Ya Tuhan, apa - apaan sih si Grey? Rosaline mendekap mulutnya, tak percaya. Rasanya Grey dulu gak pernah bertingkah kayak badboy gini deh,   Seingat gue, Grey seorang yang sopan,  pengalah, gak pemarah kayak gini. Kenapa sekarang dia jadi berubah? Rosaline mengeluh, Apa yang  terjadi dengan lo, Grey? Apa yang udah mengubah lo?

 

Grey Fernanda Adinegoro

TIDAK ada yang tau setelah keluar dari kelas, sikap arogansi yang ditunjukkan Grey tadi  tiba - tiba saja seperti hilang, berubah dalam sekejap. Pemuda itu menyandar ke dinding bangunan sekolah, terbungkuk - bungkuk dengan kedua tangan menutupi kedua telinganya.

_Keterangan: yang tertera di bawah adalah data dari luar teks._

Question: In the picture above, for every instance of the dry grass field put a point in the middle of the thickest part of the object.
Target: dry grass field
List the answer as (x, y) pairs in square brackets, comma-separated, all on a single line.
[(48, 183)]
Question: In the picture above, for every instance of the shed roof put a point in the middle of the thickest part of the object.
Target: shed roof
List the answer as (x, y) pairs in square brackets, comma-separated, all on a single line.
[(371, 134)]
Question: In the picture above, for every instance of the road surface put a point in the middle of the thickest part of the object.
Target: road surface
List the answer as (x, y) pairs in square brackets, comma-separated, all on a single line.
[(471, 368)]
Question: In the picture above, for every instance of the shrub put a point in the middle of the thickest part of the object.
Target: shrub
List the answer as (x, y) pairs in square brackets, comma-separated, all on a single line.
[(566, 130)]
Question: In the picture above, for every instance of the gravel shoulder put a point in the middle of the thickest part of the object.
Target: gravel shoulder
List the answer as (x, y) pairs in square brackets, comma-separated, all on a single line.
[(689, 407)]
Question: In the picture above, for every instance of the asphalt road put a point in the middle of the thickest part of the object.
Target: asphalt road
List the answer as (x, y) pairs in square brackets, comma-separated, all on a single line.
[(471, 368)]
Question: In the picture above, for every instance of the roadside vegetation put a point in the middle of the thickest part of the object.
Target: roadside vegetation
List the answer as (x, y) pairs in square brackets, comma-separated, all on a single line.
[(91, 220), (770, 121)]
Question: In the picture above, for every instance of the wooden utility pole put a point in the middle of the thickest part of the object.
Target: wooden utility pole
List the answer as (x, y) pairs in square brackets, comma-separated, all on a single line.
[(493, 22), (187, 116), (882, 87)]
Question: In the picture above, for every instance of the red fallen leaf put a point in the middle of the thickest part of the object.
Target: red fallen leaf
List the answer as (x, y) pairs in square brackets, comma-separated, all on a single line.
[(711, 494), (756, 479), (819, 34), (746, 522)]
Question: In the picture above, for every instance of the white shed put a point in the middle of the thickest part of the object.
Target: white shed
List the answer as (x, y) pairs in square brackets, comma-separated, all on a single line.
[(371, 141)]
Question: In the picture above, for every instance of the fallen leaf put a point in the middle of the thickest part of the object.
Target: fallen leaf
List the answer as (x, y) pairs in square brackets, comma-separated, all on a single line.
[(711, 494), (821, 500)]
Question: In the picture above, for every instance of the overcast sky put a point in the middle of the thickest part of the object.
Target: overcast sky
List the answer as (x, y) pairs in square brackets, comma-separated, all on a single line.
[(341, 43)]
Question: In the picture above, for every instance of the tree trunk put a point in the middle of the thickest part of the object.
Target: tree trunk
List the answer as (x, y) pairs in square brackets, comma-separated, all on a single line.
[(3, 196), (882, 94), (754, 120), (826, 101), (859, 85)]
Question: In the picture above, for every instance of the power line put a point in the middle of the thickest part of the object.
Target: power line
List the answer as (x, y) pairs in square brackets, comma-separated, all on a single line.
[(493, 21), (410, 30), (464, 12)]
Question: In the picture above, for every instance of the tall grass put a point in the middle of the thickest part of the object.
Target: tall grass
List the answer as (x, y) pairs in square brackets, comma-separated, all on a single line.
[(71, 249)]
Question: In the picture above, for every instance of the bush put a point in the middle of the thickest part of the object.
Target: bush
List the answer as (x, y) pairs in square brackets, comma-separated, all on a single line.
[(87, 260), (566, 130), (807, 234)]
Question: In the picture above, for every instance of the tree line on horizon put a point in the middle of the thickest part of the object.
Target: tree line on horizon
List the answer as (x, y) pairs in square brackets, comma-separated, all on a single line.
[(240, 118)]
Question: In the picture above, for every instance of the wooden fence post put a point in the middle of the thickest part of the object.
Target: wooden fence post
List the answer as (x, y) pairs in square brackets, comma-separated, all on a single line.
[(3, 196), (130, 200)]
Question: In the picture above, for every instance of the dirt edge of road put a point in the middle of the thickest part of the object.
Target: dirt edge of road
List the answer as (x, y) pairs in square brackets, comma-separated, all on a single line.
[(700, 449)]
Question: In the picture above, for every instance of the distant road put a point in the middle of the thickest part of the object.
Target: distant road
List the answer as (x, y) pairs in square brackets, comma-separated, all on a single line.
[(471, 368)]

"Oh shit, the voices...They come again...My head...It's hurt..,," rintihnya tertahan. "The voices...Stop it! Stop it! Please stop...,"

"Grey? Kamu kenapa, Nak?" Sebuah teguran membuat Grey buru - buru menegakkan tubuhnya, menatap siapa yang menegurnya.

"Eh Bu Devi, sa - saya gak apa - apa kok," katanya sambil berusaha tersenyum pada Bu Devi.

"Benar kamu tidak apa - apa? Wajahmu pucat, kamu sakit?"

"Gak kok Bu, cuma sedikit pusing doang, laper kali," Grey mengangkat bahunya, masih tersenyum. "Ehm, tapi saya izin pulang aja ya Bu?"

"Ya sudah," kata Bu Devi sedikit khawatir melihat Grey yang masih tersenyum. Ibu Guru itu tak bisa dibohongi dengan raut pucat Grey, jelas siswanya itu seperti sedang ada masalah. "Kamu pulang sendiri atau ada yang menjemput?"

"Santuy Bu, saya udah ditunggu supir di depan..,"

Bu Devi hanya menghela napas melihat Grey yang berjalan terbungkuk - bungkuk menuju lobi bangunan sekolah, keluar ke teras.

Sebuah Mercedes Benz S - 600 Pullman  yang tak tanggung - tanggung, bahkan mengalahkan mobil Kepala Sekolah, terparkir tepat di depan teras sekolah, bersama mobil Sedan penggiringnya. Di dalam mobil mewah itu, seorang Supir sudah siap siaga di belakang kemudi. Dan seorang Bodyguard yang buru - buru membungkuk hormat, lalu membukakan pintu mobil untuk Grey.

"Semoga dia tidak apa - apa," batin ibu guru itu, iba.